The Department of Health and Human Services, Department of Labor and Treasury Department will put out guidance by Jan. 15 to determine exactly how many tests will be covered and at what frequency, the plan said, and it will not retroactively cover tests already purchased.
-ABC News’ Cheyenne Haslett, Justin Gomez
Dec 01, 5:32 pm
CDC orders airlines to share contact info for travelers from southern Africa
The Centers for Disease Control and Prevention is directing airlines to provide the agency with the names and contact information of passengers who have entered the United States since Nov. 29 and had been in southern Africa the prior two weeks. Airlines must turn the information over within 24 hours of the flight’s arrival into the U.S.
The directive, in effect indefinitely, applies to travelers from the Republic of Botswana, the Kingdom of Eswatini, the Kingdom of Lesotho, the Republic of Malawi, the Republic of Mozambique, the Republic of Namibia, the Republic of South Africa and the Republic of Zimbabwe.
The order, which does not mention the omicron variant specifically, is to “prevent the importation and spread of a communicable disease of public health importance.”

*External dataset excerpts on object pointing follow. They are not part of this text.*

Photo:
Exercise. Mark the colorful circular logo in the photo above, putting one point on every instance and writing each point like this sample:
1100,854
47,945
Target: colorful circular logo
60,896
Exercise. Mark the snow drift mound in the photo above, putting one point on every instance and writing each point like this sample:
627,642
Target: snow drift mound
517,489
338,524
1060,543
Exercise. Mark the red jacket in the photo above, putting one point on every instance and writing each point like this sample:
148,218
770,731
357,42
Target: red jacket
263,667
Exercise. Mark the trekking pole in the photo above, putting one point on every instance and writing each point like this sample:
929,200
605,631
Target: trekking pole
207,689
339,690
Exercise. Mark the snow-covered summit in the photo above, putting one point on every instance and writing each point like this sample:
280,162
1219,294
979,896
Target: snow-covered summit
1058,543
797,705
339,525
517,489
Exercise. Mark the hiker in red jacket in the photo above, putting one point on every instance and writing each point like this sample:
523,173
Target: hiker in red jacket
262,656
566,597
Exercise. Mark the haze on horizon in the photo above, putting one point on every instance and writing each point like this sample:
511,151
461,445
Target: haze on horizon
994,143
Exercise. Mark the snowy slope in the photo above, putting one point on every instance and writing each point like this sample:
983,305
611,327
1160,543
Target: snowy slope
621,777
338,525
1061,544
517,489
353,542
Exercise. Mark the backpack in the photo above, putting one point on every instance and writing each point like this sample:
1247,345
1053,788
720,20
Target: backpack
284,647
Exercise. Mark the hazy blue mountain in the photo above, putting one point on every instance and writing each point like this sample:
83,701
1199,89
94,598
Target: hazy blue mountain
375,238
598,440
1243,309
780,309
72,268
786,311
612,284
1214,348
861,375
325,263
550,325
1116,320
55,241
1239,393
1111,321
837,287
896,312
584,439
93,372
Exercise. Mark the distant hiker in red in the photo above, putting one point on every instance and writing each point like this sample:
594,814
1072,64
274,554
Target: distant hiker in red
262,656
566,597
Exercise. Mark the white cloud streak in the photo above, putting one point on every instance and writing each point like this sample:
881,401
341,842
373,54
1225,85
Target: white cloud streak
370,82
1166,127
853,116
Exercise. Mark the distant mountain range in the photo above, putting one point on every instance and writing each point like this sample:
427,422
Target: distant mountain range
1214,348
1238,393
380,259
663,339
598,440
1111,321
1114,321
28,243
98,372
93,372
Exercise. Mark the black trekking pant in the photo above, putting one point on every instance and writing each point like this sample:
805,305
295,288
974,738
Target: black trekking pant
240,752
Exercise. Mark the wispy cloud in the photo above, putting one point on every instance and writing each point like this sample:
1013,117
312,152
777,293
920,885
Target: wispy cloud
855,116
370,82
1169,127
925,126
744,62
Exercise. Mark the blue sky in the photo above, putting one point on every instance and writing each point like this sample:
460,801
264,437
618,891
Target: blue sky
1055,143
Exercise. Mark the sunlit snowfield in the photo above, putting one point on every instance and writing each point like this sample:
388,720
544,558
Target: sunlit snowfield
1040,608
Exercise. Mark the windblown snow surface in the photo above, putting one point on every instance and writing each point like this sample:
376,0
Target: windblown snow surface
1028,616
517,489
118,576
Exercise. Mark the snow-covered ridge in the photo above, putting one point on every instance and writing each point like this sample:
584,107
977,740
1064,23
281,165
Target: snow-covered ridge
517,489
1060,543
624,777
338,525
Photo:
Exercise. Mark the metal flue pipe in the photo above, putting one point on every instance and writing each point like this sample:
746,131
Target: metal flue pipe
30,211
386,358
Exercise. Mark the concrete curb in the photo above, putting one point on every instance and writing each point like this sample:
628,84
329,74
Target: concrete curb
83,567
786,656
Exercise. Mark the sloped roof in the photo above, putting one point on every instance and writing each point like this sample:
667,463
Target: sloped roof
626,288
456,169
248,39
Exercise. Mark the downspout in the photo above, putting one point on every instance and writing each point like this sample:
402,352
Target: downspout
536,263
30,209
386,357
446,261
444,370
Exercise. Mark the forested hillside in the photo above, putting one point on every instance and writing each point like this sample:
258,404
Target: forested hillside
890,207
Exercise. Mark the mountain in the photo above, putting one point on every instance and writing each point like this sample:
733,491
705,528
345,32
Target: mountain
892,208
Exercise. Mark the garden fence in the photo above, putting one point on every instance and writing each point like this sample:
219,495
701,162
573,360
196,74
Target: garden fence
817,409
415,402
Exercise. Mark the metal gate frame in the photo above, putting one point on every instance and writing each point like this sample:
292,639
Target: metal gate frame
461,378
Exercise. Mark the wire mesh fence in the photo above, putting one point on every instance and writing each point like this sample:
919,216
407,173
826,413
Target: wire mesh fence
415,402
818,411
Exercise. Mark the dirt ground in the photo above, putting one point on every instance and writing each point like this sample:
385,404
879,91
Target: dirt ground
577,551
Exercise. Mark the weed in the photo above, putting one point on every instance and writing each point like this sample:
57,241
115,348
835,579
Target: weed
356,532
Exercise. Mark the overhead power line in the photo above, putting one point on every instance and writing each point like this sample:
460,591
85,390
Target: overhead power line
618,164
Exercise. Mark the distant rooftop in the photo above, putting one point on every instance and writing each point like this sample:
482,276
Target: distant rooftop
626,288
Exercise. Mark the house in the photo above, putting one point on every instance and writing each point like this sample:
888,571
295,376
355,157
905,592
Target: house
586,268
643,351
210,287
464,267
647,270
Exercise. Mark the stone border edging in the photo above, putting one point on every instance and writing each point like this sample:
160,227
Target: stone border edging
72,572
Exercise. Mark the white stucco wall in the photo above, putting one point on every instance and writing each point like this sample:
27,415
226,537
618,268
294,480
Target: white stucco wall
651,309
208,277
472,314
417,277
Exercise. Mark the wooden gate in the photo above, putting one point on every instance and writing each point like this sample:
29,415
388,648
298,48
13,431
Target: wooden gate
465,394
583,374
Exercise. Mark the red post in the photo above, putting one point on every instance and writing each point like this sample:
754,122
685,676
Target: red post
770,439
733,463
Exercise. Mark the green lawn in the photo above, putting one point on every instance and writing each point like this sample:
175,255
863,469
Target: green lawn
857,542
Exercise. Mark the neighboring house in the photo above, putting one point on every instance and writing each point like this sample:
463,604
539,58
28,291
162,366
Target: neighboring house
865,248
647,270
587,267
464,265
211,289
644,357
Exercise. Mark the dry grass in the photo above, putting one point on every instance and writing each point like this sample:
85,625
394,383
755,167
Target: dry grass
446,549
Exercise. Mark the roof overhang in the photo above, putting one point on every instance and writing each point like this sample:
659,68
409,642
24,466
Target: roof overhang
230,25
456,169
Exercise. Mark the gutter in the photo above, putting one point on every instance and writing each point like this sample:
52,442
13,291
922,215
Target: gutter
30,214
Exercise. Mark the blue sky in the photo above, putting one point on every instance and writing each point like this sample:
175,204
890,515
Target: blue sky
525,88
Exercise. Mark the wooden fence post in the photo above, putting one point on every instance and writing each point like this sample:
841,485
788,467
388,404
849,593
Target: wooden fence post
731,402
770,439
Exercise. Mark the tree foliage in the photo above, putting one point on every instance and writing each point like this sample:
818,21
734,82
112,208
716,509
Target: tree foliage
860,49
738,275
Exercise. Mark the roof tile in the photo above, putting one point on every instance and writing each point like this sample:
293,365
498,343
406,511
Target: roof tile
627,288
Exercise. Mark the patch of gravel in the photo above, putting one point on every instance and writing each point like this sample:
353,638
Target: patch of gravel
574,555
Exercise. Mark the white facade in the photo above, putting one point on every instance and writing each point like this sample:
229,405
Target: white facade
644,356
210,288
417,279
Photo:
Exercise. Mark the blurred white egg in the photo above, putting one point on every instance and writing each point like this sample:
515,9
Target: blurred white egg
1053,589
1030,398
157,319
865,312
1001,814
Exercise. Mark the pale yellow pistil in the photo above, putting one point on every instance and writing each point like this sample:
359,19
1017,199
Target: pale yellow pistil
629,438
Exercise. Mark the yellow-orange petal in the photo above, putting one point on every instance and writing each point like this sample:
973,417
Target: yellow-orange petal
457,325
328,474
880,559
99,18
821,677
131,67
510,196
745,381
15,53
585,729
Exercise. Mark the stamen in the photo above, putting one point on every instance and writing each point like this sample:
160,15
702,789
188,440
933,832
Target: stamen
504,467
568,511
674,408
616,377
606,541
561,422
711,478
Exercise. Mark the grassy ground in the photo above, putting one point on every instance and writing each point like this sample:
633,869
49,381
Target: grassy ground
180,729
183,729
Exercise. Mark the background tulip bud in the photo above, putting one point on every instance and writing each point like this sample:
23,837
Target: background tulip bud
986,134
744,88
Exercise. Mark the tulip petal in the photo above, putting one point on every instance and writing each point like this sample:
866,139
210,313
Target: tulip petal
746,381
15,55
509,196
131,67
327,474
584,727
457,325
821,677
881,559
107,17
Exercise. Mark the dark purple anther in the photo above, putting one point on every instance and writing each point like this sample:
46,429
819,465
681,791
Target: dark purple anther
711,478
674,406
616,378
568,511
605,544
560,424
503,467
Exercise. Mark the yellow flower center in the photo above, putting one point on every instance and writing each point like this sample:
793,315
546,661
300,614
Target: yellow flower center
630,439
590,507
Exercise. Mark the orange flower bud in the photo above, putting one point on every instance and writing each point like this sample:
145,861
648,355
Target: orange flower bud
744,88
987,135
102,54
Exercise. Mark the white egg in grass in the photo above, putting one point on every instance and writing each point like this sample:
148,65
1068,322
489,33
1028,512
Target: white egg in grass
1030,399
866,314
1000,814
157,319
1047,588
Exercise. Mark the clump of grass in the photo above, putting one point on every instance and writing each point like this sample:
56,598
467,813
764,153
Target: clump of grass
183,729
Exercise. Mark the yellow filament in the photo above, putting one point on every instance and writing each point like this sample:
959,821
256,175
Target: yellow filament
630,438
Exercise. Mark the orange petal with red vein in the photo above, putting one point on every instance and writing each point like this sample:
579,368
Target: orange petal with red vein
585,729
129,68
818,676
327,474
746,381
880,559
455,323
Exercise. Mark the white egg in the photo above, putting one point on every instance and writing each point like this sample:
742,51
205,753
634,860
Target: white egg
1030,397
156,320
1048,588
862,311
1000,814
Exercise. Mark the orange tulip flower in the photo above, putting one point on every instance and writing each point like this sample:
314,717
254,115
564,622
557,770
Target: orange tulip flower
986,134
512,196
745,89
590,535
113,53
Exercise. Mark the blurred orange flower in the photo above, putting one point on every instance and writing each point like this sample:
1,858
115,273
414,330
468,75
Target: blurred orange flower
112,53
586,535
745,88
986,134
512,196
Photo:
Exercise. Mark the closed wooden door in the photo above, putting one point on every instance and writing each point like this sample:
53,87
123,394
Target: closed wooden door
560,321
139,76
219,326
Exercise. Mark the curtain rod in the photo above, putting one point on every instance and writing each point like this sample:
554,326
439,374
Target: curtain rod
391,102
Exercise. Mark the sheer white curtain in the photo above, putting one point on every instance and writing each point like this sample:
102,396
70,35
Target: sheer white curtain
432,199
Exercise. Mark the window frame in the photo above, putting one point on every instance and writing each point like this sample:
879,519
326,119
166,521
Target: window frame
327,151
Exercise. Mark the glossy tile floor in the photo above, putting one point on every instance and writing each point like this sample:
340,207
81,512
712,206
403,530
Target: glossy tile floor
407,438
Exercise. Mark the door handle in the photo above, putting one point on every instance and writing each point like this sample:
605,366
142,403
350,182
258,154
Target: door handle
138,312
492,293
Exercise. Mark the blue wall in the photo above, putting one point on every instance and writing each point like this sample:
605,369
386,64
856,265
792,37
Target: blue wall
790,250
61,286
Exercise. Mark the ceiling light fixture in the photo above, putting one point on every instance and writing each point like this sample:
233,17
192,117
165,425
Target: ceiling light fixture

Delta and United are currently the only two carriers that offer flights between the U.S. and countries covered by the CDC order.
ABC News’ Cheyenne Haslett, Sam Sweeney and Mina Kaji
Dec 01, 3:23 pm
California governor on omicron case: ‘This is not surprising’
Gov. Gavin Newsom said the first detected case of the omicron variant in the U.S. being found in California “is not surprising” due to the state’s “aggressive testing protocols” and genomic sequencing.
During a previously scheduled press briefing Wednesday afternoon, he shared a timeline on the San Francisco resident who tested positive for the case. The person left South Africa on Nov. 21 and landed in the U.S. on Nov. 22, developed symptoms a few days later around Nov. 25 and got tested on Nov. 28, he said. The test came back positive on Nov. 29, he said.
On Nov. 30, initial lab testing determined the sample could be omicron, and a full sequencing confirmed it was early Wednesday morning, San Francisco health officials said.
Newsom encouraged Californians to get vaccinated and receive a booster shot as the winter approaches.
Dec 01, 3:02 pm
California omicron case ‘not a cause for us to panic,’ health director says
The individual who tested positive for the first case of the omicron variant detected in the U.S. had received a full dose of the Moderna COVID-19 vaccine but was not yet eligible for a booster dose, according to San Francisco Department of Public Health Director Dr. Grant Colfax.
The person developed symptoms upon returning from South Africa, got tested in San Francisco and has since recovered, Colfax told reporters during a briefing Wednesday.
“They did the right thing and got tested and reported their travel history,” he said.
Colfax said the case is “not a cause for us to panic,” and that San Francisco “is prepared” for this.
The health department has no plans at this time to change its current COVID-19 health orders, Colfax said.